Bad investment advice

I was doing some reading this morning and was thinking about defined benefit vs. defined contribution plans and trying to find some actual numbers from a source which would know what they were talking about to show some real numbers behind which decision people should make.

The article I turned to first was from Forbes, which is in my view is a fairly reliable magazine for financial issues. The first yellow flag was a lack of charts plotting how fast someone’s investment would grow, and not showing their work regarding inflation. As I read through I found a glaring error.

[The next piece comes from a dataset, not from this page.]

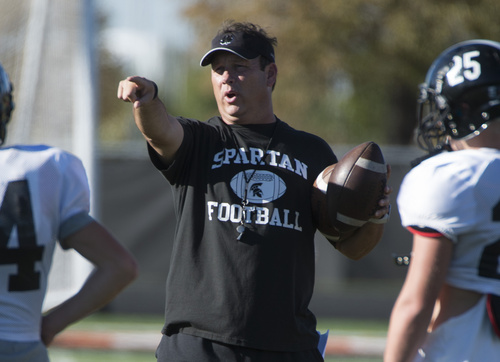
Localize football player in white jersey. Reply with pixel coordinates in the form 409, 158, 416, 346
0, 65, 137, 362
384, 40, 500, 362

The article assumed that someone would only deposit 8% of their income from a match from the employer. But employer matching contributions only occur if you have already contributed that much from your salary. It is usually a dollar for dollar match to your contribution for your retirement.

Now, if you were only contributing 4% of your salary (accounting for inflation of course) then the numbers in the article were correct, and you would only end up with $22,000 of retirement income in 25 years (the short time frame this article was based on) which is clearly not enough. This is not what the article stated however, and only depositing 4% of your income in retirement is a terrible decision.

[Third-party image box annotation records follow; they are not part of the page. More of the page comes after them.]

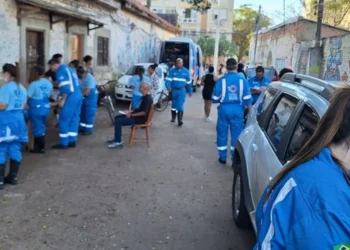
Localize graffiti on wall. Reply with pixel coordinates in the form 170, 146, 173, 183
118, 12, 157, 73
275, 58, 287, 71
324, 37, 347, 81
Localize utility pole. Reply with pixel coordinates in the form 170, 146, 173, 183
214, 0, 220, 72
253, 5, 261, 65
315, 0, 324, 47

The golden rule of thumb for savings is simple. You should save for retirement as early as you can, diversify across many industries, and invest as much as you can every year. Contributing only 4% of your salary to your retirement plan is utterly foolish, especially if you have paid down your debt and have a Home Equity Line of Credit on your home.

Once we readjust their assumption that you are only depositing 8% of your income in total in your retirement plan, and account for inflation, continuing their 5% after inflation investment rate (which is approximately the 8% market rate of the S&P 500 times 2% inflation), you will end up with $749,529 in today’s dollars, or $1.2 million without adjusting for inflation, which will provide you with $58,000 of income in today’s dollars. This is almost double what you would receive from the annuity they are using as a comparison. This is also only after working for 25 years.

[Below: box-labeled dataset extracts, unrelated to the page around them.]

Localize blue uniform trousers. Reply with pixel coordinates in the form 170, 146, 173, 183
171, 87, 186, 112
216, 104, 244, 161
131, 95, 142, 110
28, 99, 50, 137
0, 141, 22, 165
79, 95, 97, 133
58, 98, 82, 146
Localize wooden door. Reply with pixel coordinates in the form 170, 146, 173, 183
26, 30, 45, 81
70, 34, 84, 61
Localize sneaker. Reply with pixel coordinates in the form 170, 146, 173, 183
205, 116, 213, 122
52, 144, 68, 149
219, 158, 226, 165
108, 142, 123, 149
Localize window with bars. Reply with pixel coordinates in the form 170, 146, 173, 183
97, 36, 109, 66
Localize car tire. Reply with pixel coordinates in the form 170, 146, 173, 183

The article was written to make it look like a hard decision, but in reality, every defined benefit plan I have ever looked at has come in far short of a defined contribution plan, even before accounting for accidents which can occur, ending your life, making defined benefit plans disappear, unlike defined contribution plans which are inheritable upon your death. I have yet to find a traditional pension plan which performs well in comparison.

No matter what age you pass away, the plan with a balance will always win, whether you die at 70 or 100.

Be careful about the media you read, it can really mislead you if you don’t read carefully. Even fairly well reputed magazines can sometimes make glaring errors.